We need a picture to help out better.
Does the log act as the sill, or a joist, or is this the foundation? Are they treated?
You may be able to cut the piece out and replace it in pieces, but make sure it is supported from above.

Pictures....


----------



## workinprogress (Aug 12, 2008)

Here are pictures I hope will explain better the problem.  It looks like (I was told) they used timbers.  and put the old house on block foundation.  I dug out the rotted part (looks like a downspout was located right where the rot took place). 
but as i dug out rotted sill wood I could feel solid wood which felt like a new piece of wood.  the vertical part looks like it is pretty much gone up to about a foot and a half.  the old wooden siding is shot as well.  this house is going to be sided soon.  Please help me with suggestions of what needs to be done to repair this.  thanks.


----------



## inspectorD (Aug 13, 2008)

Get a good old school carpenter. You have more damage than you are seeing. Living in New England we have lots of old post and beam homes to fix up. This unfortunately is not a DIY project , as I have repaired many including my own 1820's home. You need to remove any old siding in the way of the work to begin with, and see how much more is damaged. Then patch it back later if you are going to cover it up with new siding. This always opens a can of worms, and you may find more than you want to.
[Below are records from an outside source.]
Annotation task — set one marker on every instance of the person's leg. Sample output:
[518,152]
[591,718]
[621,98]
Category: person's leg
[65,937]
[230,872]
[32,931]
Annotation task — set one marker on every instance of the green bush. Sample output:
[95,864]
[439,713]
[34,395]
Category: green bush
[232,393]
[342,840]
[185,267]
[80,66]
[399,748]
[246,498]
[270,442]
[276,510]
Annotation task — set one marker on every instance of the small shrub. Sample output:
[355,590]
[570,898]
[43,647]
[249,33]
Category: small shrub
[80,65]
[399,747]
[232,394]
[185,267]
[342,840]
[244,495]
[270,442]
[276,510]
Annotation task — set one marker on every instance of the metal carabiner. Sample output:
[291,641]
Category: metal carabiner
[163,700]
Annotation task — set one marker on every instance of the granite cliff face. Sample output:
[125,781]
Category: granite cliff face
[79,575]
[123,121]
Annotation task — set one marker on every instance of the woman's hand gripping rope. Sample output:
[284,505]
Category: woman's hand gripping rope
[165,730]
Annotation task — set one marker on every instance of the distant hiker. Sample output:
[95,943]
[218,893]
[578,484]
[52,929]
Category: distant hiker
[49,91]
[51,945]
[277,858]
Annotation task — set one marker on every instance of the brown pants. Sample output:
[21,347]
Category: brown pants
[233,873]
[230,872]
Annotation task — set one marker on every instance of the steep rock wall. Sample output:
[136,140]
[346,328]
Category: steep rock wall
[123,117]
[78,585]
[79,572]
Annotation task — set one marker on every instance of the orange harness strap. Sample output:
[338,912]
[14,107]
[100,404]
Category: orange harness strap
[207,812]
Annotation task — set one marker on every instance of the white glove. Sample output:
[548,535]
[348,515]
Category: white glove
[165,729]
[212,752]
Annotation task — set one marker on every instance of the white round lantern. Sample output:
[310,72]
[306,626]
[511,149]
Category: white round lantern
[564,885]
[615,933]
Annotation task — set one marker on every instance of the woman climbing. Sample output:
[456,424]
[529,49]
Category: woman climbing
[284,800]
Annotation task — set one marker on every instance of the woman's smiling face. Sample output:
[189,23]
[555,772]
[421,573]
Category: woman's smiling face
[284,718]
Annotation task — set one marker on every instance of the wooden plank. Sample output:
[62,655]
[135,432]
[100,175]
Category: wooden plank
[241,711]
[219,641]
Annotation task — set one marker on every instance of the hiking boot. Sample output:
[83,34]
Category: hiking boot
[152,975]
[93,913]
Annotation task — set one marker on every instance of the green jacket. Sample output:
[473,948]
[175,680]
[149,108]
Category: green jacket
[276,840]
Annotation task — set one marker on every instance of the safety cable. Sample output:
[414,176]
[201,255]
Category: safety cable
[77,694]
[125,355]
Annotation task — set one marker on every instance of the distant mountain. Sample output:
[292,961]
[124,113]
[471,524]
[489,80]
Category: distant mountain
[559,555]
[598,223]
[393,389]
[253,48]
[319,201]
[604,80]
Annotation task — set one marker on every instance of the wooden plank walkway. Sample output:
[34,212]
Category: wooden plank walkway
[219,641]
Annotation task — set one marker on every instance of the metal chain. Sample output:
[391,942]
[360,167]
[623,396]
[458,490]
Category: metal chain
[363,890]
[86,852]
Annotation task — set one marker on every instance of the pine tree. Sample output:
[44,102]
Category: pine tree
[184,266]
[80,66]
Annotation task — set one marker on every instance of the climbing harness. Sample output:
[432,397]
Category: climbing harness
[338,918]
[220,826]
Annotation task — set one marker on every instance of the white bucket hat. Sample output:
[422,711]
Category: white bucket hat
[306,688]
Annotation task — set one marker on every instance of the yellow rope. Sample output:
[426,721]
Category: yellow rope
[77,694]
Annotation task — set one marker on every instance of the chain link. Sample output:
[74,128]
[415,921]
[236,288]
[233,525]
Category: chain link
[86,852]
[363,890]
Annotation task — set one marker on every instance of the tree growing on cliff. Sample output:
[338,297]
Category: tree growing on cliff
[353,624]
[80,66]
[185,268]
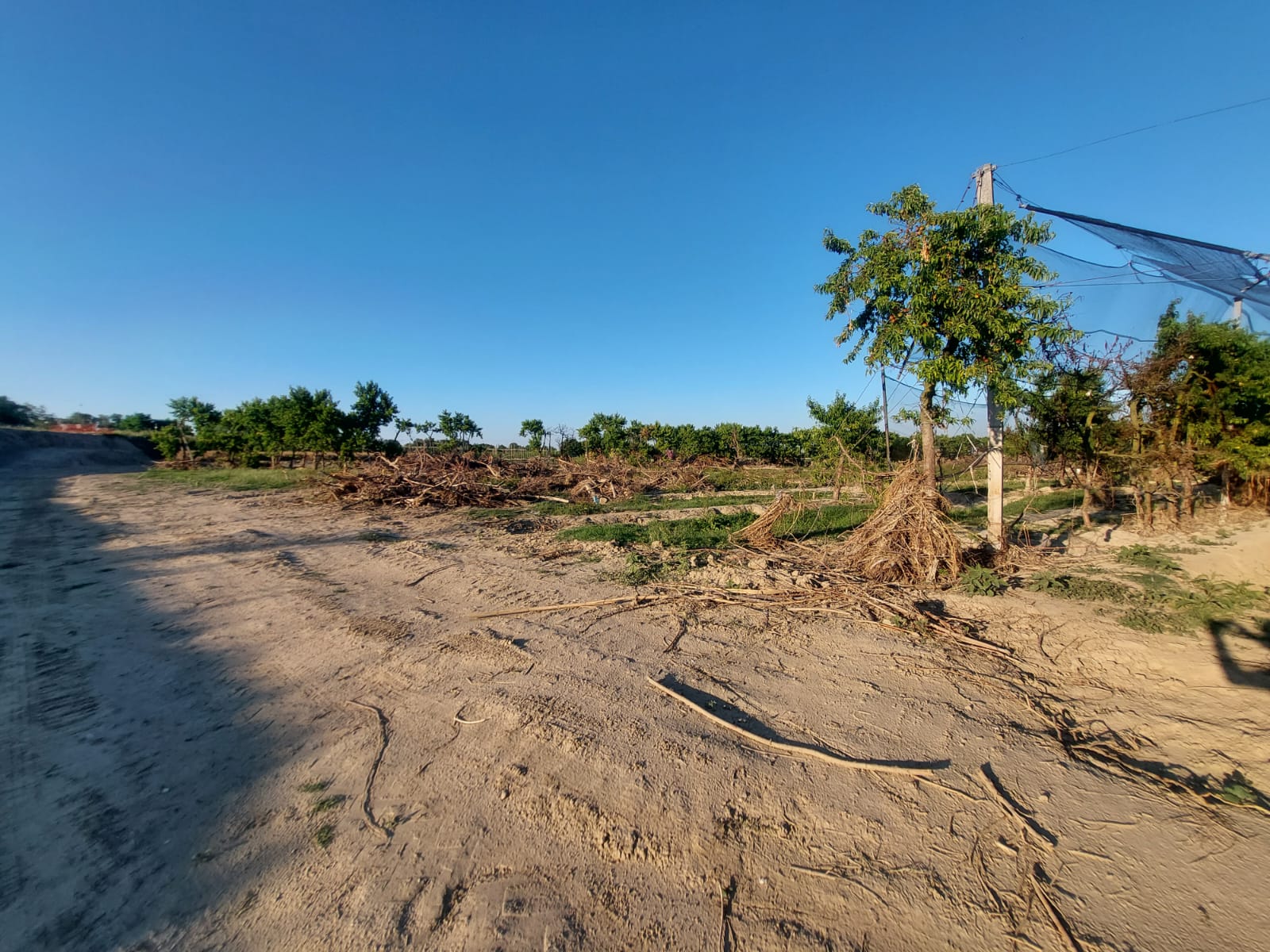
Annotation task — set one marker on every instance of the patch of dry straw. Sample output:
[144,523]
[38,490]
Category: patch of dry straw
[908,539]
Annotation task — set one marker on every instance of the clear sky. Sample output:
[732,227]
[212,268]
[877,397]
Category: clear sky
[545,209]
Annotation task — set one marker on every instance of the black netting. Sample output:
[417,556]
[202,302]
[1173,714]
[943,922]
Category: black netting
[1226,273]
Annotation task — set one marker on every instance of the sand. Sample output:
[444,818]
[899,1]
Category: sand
[182,670]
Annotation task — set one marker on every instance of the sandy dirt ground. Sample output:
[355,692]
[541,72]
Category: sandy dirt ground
[247,721]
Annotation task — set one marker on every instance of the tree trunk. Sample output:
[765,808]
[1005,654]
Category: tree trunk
[930,465]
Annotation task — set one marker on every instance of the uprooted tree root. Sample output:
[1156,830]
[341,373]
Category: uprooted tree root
[760,533]
[450,480]
[878,603]
[908,539]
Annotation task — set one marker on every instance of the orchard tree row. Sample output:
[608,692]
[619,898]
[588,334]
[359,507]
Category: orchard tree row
[952,301]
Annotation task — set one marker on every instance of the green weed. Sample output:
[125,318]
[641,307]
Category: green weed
[1079,588]
[1147,558]
[379,536]
[1237,790]
[981,581]
[324,804]
[238,480]
[1153,622]
[705,532]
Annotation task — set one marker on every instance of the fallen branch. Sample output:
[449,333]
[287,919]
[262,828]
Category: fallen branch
[1026,823]
[793,749]
[562,607]
[1064,930]
[375,768]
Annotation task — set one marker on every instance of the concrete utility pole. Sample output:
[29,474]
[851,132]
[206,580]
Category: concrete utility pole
[886,419]
[983,194]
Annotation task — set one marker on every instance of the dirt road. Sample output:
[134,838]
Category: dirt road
[251,723]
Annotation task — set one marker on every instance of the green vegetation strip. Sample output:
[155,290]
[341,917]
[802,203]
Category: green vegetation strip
[232,480]
[978,514]
[635,505]
[714,531]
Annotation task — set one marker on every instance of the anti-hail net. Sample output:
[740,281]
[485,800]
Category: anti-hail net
[1155,259]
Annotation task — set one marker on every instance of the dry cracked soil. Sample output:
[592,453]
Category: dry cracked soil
[253,721]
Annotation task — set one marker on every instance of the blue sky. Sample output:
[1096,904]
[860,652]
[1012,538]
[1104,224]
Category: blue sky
[548,209]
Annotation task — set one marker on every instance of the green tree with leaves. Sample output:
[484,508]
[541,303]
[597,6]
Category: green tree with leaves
[537,432]
[603,433]
[459,429]
[372,409]
[1071,416]
[946,298]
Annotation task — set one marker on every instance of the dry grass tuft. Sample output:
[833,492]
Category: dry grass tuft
[759,533]
[908,539]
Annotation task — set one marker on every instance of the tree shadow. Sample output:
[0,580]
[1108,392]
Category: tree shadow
[733,715]
[1221,630]
[129,742]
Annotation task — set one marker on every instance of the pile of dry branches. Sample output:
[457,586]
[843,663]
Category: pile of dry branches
[908,539]
[448,480]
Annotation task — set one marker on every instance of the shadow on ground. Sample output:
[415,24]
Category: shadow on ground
[125,747]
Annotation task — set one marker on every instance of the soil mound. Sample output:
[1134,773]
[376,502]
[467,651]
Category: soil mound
[41,451]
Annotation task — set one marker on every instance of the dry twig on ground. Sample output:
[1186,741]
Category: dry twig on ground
[797,749]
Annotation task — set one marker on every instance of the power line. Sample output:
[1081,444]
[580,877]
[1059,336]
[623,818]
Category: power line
[1133,132]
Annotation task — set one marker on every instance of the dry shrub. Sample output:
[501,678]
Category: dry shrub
[908,539]
[759,533]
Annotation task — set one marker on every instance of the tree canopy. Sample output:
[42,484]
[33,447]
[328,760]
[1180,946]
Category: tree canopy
[948,298]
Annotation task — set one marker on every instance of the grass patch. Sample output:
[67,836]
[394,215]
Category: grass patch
[978,514]
[379,536]
[705,532]
[239,480]
[1147,558]
[327,804]
[981,581]
[635,505]
[1079,588]
[826,520]
[766,478]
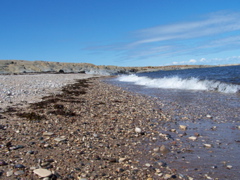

Just remember everything can be fixed, just how much is the issue. Maybe the new siding can hold off for now while you fix all that structural damage.
The vertical posts rotting out is a big problem, and the foundation underneath needs to be solid. 
A post and beam structure is totally different from a stick framed building, good luck in your search for a local carpenter, and ask for references.

Just getting you ready for the reality of old homes, sorry if it is on the scary side or does not answer your question on how to fix it. The only way to do it right is to change the entire beams.


----------